The red-capped cardinal (Paroaria gularis) is a small South American bird. It belongs to Paroaria, a genus of red-headed cardinal-tanagers.

The genus Paroaria is classified in the family Thraupidae, unlike the cardinals proper which are in the Cardinalidae. They were long believed to be closer to American sparrows and placed in the Emberizidae.

The masked cardinal was formerly considered conspecific with the red-capped cardinal. The masked cardinal markedly differs from the red-capped cardinal by the black ear-coverts and the red (not black) lower throat and upper chest. Additionally, its lower mandible is typically whitish, but this is not entirely consistent, as it occasionally is pale flesh-coloured. This distinctive taxon was determined a different species, as suggested by the lack of hybridization with P. g. gularis in the limited area of overlap in southern Venezuela.

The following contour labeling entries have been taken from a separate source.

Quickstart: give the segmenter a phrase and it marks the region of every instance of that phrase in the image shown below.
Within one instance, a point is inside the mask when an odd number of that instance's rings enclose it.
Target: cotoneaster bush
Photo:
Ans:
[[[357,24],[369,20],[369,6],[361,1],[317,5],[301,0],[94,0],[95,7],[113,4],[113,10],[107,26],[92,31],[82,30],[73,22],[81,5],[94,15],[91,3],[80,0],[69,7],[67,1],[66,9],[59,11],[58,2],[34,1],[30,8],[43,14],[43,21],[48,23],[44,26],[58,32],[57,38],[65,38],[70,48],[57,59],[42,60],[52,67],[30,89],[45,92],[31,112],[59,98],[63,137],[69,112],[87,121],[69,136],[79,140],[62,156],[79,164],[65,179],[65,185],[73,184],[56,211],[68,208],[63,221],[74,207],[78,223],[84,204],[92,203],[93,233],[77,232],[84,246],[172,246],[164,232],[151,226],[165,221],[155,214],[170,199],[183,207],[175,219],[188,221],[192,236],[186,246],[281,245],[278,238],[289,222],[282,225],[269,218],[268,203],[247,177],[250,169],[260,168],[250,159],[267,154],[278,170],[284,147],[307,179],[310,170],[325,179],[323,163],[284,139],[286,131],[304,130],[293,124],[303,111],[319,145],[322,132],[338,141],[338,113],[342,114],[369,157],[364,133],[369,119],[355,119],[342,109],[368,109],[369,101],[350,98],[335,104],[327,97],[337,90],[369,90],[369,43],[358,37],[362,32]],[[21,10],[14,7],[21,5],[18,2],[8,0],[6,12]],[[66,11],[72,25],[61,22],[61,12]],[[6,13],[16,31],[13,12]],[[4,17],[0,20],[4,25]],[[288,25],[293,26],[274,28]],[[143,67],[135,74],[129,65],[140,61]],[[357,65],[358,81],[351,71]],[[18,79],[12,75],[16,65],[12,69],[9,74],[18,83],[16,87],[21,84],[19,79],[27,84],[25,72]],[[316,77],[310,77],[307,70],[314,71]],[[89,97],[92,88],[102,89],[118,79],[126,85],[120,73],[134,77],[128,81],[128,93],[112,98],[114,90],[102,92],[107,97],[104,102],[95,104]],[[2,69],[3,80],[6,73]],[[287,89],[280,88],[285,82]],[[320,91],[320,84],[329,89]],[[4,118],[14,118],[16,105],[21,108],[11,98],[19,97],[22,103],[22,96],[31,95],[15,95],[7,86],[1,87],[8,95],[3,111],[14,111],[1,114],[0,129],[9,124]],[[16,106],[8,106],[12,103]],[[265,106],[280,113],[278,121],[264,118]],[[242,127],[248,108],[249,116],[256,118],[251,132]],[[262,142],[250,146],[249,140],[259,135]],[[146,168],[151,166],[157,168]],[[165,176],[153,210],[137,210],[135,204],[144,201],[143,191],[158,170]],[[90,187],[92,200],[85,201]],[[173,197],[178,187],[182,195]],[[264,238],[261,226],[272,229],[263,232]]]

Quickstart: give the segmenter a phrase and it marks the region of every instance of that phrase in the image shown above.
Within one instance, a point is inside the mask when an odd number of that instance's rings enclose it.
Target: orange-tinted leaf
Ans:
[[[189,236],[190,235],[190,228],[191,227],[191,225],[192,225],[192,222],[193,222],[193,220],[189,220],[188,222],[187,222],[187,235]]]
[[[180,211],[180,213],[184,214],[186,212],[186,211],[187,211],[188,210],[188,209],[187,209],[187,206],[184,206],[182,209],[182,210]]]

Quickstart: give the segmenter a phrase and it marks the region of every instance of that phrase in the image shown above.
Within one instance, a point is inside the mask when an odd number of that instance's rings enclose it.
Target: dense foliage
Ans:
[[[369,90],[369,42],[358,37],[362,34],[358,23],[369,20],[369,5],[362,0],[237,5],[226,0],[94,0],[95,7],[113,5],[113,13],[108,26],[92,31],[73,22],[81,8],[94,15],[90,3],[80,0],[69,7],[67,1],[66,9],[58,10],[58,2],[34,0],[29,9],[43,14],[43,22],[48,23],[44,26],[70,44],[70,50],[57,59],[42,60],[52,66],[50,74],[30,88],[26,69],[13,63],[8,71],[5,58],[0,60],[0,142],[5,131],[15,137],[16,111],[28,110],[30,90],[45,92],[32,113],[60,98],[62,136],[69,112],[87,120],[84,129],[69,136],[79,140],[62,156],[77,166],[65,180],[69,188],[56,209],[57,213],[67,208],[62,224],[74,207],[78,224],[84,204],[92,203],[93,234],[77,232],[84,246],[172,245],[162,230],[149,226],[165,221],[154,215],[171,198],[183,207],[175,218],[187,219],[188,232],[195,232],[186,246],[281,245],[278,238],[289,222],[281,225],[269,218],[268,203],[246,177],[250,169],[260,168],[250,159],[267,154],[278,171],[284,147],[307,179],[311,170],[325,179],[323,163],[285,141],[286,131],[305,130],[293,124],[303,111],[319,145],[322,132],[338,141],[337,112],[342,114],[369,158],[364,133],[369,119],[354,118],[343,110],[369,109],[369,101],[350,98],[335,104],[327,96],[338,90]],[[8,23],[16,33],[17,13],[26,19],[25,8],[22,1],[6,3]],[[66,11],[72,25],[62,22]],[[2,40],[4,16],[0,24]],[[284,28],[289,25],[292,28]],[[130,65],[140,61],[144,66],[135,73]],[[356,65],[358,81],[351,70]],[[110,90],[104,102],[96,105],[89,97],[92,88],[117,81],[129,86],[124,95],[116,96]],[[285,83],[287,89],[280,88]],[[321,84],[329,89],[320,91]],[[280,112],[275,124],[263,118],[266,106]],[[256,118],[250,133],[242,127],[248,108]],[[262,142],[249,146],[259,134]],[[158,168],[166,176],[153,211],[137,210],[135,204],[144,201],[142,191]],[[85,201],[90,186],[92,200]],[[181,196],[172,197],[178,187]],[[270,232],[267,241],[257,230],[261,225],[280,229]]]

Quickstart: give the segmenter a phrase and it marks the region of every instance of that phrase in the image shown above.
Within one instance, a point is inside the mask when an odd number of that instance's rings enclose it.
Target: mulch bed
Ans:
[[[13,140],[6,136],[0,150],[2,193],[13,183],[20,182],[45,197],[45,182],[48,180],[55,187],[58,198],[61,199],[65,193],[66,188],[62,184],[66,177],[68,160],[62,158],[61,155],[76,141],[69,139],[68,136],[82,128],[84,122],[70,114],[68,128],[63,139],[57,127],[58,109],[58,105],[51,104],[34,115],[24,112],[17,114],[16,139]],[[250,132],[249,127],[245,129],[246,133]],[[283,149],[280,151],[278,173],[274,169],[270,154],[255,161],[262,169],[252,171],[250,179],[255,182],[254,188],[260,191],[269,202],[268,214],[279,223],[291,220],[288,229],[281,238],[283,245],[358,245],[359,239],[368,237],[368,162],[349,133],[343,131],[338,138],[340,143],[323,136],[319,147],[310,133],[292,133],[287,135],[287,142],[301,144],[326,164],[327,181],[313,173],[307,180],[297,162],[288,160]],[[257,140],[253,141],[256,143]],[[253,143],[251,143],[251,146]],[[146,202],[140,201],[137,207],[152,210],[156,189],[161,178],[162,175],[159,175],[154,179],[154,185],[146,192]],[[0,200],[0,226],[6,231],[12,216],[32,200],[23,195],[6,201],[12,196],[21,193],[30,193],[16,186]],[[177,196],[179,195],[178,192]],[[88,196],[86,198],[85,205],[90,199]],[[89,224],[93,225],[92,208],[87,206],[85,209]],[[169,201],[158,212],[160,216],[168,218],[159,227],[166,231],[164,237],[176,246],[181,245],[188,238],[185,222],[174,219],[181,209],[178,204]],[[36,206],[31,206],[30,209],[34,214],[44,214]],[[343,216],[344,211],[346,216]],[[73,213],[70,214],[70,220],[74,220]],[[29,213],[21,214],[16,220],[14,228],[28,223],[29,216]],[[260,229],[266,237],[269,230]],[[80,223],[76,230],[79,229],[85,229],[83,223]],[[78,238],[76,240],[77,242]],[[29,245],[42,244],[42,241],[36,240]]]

The adult red-capped cardinal is 16.5 cm (6.5 in) long and weighs about 22 g. (0.78 oz). The nominate subspecies has a crimson head, blackish lores and ocular region, and shiny black upperparts, apart from a white partial collar extending up the neck sides from the white underparts. The throat is black, extending to a point on the upper chest. The upper mandible is black, while the lower is pale flesh-coloured. The legs are dark grey (almost black) and the iris is brownish-orange. In pattern the juvenile resemble the adults, but the upperparts are dusky-brown, the head is deep brownish-buff (darker on the cap), the bill is entirely black and the iris is pale, dull creamy-yellow.

The song is a variable, often repeated series of suweet-chu notes, and the call is a sharp chep.

It occurs in lowlands of the Guianas, Venezuela, eastern Colombia, eastern Ecuador, eastern Peru, northern and eastern Bolivia and the Amazon basin in Brazil. In Brazil it is, except for populations in the relatively open lowlands of north-eastern Roraima and along the Branco River and lower Rio Negro, apparently largely absent from the regions north of the northern bank of the Amazon River, but these regions are generally very poorly known and its presence cannot be discounted, especially in the section between the lower Rio Negro and Rio Jari (the river on the border between Pará and Amapá).